Monday, May 14, 2012

No Day Without Fabae

I was just driving out of a garden store the other day. I’d just purchased three new dill plants to add to those Brigitte had already coaxed into early rising in small pots. We are preparing the nectar for the butterflies. As luck would have it—and as a kind of underlining of our own current concerns—came a story, just then, on the radio, about Thomas Jefferson’s great gardens at Monticello, which have been reconstituted, as it were. Jefferson ate little meat and, a passionate grower, cultivated 330 vegetable varieties. Brigitte has always been of the same bent and persuasion, and I am, as it were, her acolyte. Our diet is quite Jeffersonian. No day without fabae in our house. The word is Latin for beans.

Beans came to mind yesterday as I was having my usual vegetable soup for lunch which—along with peas, carrots, broccoli, celery, leeks, and such—always has one or two varieties of beans. It suddenly occurred to me that, though I eat them daily, I’d no idea how beans grow in the garden. In fact, such is my ignorance, briefly I imaged them sort of clustering, out in the open in bunches, like grapes—but that thought didn’t last. My next notion was: Surely they must grow in pods, like peas. Confirming that impression was that green beans, so called, do, don’t they, suggest that those longish green things have something inside them—but we don’t bother shelling them out. Right on. And the suspicion that then arose simultaneously, that peas might also be beans, also turned out to be right. Great idea for an acolyte’s research. I set to work.

Looking at nature counters the harm produced by looking at humanity. Beans belong to the Kingdom of Plantae (no surprise there). Next they are members of the Order of Fabales, the flowering plants. Within that order they belong to the Family of Fabaceae, called the legumes. That last word already tells the acolyte a lot if he bothers to trace the roots of that word. It comes from the Latin legere, to gather—thus to gather into pods. Those pods, it turns out, are the ovaries that develop in the center of the flowers. They emerge from the bloom itself and then, as this “pregnancy” advances, although the babies resting in the ovum are actually just seeds, the object becomes very large and long: the pod.

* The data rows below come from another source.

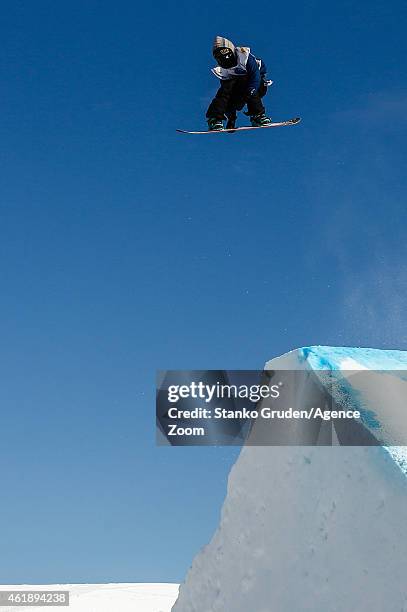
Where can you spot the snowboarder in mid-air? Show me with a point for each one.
(243, 81)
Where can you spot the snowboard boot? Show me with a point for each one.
(231, 122)
(215, 125)
(260, 120)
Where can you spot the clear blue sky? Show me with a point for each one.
(126, 247)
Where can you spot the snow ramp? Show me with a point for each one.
(318, 528)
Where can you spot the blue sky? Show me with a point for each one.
(126, 248)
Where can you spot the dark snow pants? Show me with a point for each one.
(232, 96)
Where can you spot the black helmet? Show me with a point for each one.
(224, 52)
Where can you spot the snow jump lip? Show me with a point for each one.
(245, 128)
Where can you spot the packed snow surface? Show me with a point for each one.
(124, 597)
(312, 528)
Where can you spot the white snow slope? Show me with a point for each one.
(104, 597)
(321, 529)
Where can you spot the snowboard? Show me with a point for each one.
(245, 128)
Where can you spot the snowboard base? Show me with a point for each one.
(245, 128)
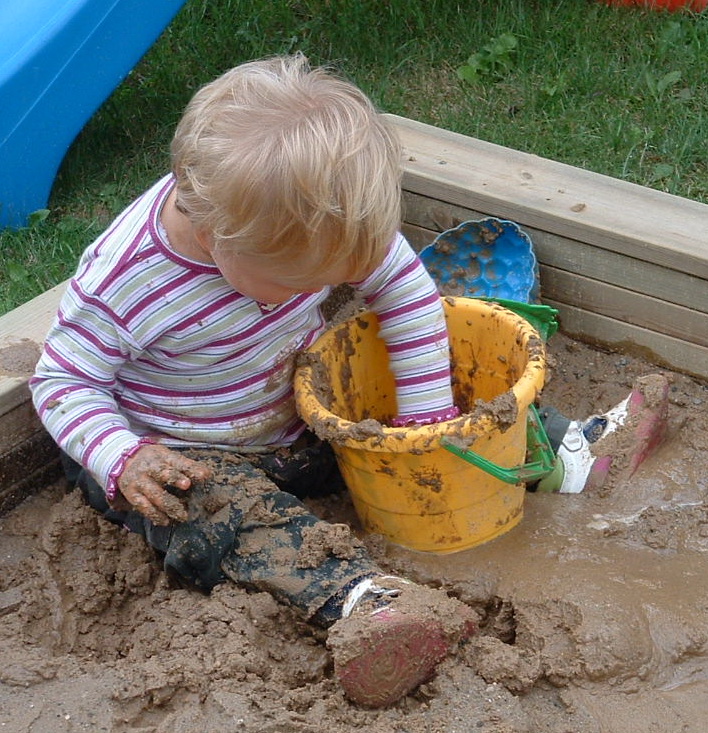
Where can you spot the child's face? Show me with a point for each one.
(250, 277)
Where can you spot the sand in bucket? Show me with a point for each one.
(404, 484)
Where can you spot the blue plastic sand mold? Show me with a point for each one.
(490, 258)
(59, 60)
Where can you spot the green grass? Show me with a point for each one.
(619, 91)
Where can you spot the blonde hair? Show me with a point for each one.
(291, 164)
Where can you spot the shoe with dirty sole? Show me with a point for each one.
(620, 439)
(392, 637)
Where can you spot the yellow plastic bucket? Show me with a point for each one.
(404, 484)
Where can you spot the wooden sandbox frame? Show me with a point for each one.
(625, 265)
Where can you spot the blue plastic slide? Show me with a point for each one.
(59, 60)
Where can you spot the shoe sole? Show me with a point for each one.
(395, 656)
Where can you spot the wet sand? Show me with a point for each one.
(594, 611)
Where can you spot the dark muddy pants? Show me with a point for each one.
(245, 525)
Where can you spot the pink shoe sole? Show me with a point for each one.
(390, 654)
(643, 431)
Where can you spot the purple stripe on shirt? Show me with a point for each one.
(83, 417)
(235, 418)
(70, 368)
(408, 307)
(414, 344)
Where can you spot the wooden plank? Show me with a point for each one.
(576, 204)
(425, 218)
(624, 306)
(625, 338)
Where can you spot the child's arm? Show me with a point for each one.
(407, 303)
(72, 392)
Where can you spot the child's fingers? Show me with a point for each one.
(181, 471)
(153, 502)
(148, 471)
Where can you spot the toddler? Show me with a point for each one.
(168, 370)
(167, 377)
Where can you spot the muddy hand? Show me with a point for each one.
(146, 474)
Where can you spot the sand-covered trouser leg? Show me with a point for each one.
(242, 527)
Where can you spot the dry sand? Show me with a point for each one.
(595, 611)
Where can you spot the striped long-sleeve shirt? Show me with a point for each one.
(148, 346)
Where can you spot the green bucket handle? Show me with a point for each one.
(542, 317)
(541, 456)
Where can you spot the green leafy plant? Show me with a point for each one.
(659, 85)
(496, 58)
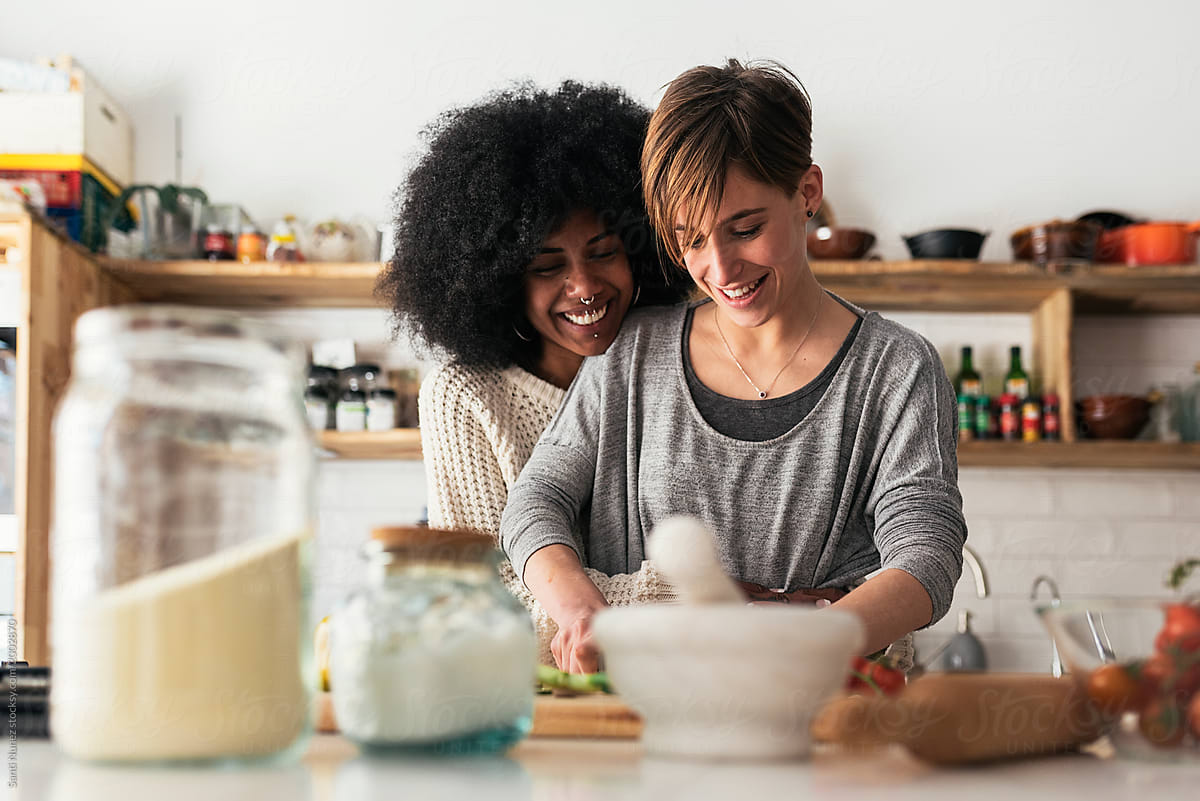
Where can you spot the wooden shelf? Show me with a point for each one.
(396, 444)
(943, 285)
(1087, 453)
(259, 283)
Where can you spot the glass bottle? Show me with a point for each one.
(1017, 381)
(432, 654)
(183, 518)
(969, 380)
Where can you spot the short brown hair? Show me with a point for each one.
(756, 115)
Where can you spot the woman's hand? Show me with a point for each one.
(574, 648)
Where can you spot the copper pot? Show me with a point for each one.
(1056, 242)
(1151, 244)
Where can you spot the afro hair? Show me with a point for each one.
(496, 180)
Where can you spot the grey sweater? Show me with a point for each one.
(868, 479)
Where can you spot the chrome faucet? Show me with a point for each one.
(1055, 600)
(972, 561)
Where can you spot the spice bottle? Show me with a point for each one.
(1031, 420)
(1051, 420)
(966, 417)
(983, 417)
(1009, 417)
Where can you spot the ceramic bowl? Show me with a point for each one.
(727, 681)
(837, 242)
(1146, 687)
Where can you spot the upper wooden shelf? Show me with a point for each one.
(895, 285)
(395, 444)
(1086, 453)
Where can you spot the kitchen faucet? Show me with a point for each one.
(1055, 600)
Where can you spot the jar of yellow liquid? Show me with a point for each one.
(184, 474)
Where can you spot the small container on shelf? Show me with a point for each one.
(407, 384)
(432, 655)
(1031, 420)
(321, 397)
(219, 244)
(1051, 417)
(1009, 417)
(381, 409)
(251, 245)
(352, 404)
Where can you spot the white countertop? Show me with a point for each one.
(582, 770)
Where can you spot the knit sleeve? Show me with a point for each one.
(466, 486)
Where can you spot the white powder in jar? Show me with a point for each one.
(198, 661)
(445, 676)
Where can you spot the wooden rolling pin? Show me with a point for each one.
(954, 718)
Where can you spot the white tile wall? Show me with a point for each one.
(1095, 531)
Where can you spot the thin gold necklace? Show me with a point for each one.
(763, 393)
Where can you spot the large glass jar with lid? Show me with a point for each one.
(432, 654)
(183, 518)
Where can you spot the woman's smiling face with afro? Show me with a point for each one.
(526, 172)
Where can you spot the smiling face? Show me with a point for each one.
(580, 260)
(753, 260)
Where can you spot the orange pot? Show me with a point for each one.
(1150, 244)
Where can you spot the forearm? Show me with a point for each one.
(889, 606)
(556, 578)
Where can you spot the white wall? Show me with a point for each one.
(927, 113)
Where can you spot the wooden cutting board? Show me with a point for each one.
(553, 716)
(954, 718)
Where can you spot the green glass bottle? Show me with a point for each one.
(1018, 380)
(967, 381)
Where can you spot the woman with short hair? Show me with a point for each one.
(817, 439)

As my diagram shows, quite a rich array of protein-rich edible plants come from this family, including my most favorite foods: peas, beans, lentils, and peanuts. It surprised me to discover licorice and alfalfa in this tribe. Licorice, however, yields a flavor and it is the alfalfa plant itself, not its beans, that are the mainstay of livestock diets; both plants, however, feature, like the others, seeds that are gathered into pods.

My illustration is from Wikipedia (link) and shows the common bean (Phaseolus vulgaris). Phaseolus is the Greek for kidney-bean.